Except then you see that word “potential” again – because that’s all impressions are, “potentials”.
Here’s why impressions as a metric suck (although they still don’t suck as much as reach). Impression metrics don’t care if you see the ad or not – if you, the target for that ad, are on the same “page” as the ad, that’s an impression, whether you see the ad or not.
Here’s an example. Let’s say you’re on Facebook, and you’re looking at your feed to catch up on how your friends and connections are doing. All these little ads that are in the sidebar (the marketplace ads) count as impressions, whether you look at them or not.
Better still, if you’re on your smartphone, and you’re reading an update from someone on your main screen, and just below the fold of that screen is an ad, it’s classed as an impression if it’s part of your feed “depth” (whether you scroll your screen down to see the ad or not).
See the problem with impressions? There’s no guarantee that anyone will see your ad, but if it falls within the measurement part of a page view, you (the client) are going to be charged for it.
How much do you think 40.2 million impressions cost, and how many of these impressions do you actually think were seen? More importantly, how many of these impressions led to real ROI?
You Need to Quantify Success, Not Quantity-fy It
Yes, I know – quantity-fy isn’t a real word. But maybe it should be – because there are far too many “case studies” and success stories that use quantities rather than quantifying the data.
On the Collective Bias page that shares the Walgreens case study, there are zero links to share data that validates the numbers on display. The same goes for all of their case studies, including this one for their “ColectivaLatina influencers” campaign on behalf of client El Yucateco.

While the numbers may seem impressive, again they fall flat without reference points.
These reference points could help explain why, of a potential 8.3 million blog page views, there were only 35,355 engagements (which could be reads, shares, comments, skims, ?etc.), especially when there were 56.4 million impressions.

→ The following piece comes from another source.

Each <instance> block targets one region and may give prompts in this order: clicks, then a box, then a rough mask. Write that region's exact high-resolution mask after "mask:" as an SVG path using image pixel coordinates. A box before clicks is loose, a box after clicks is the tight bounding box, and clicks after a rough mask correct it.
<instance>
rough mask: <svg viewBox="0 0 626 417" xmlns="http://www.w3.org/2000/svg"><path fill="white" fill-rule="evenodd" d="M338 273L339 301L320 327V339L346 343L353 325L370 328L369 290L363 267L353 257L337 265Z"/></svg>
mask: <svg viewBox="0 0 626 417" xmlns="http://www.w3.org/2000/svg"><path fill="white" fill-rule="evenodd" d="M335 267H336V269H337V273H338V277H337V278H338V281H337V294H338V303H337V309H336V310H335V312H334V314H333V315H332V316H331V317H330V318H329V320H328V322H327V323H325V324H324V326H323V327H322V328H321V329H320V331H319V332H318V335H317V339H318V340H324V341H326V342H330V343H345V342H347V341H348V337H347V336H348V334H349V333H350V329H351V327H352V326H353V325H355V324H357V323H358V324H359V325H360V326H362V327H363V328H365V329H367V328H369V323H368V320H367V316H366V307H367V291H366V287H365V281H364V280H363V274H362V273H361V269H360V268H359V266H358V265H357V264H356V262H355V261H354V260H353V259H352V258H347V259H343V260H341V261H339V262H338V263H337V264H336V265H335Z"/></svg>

We’re in 2015. Social media purists and protagonists (and I count myself in the latter, for sure) argue that there’s never been a better time to be a marketer, or advertiser, or brand, because now we can actually measure the metrics of a campaign down to the most granular level.
And it’s true. We don’t need to rely on correlative data that suggests extra foot traffic to a retail store came from the radio ad that ran that day, versus the print ad that ran that same day, versus the flyer that went out that same day.
Now, we can see what percentage of our audience clicked, took an action, redeemed, returned, referred, complained, advocated and much more. We can filter and provide as much or as little data as we want (or our clients and/or finance departments want).
If we’re going to ignore that, and share case studies that use potential and equivalency as the ROI, we may as well say our campaigns reached eleventy billion people since it has the same ring of authority to it.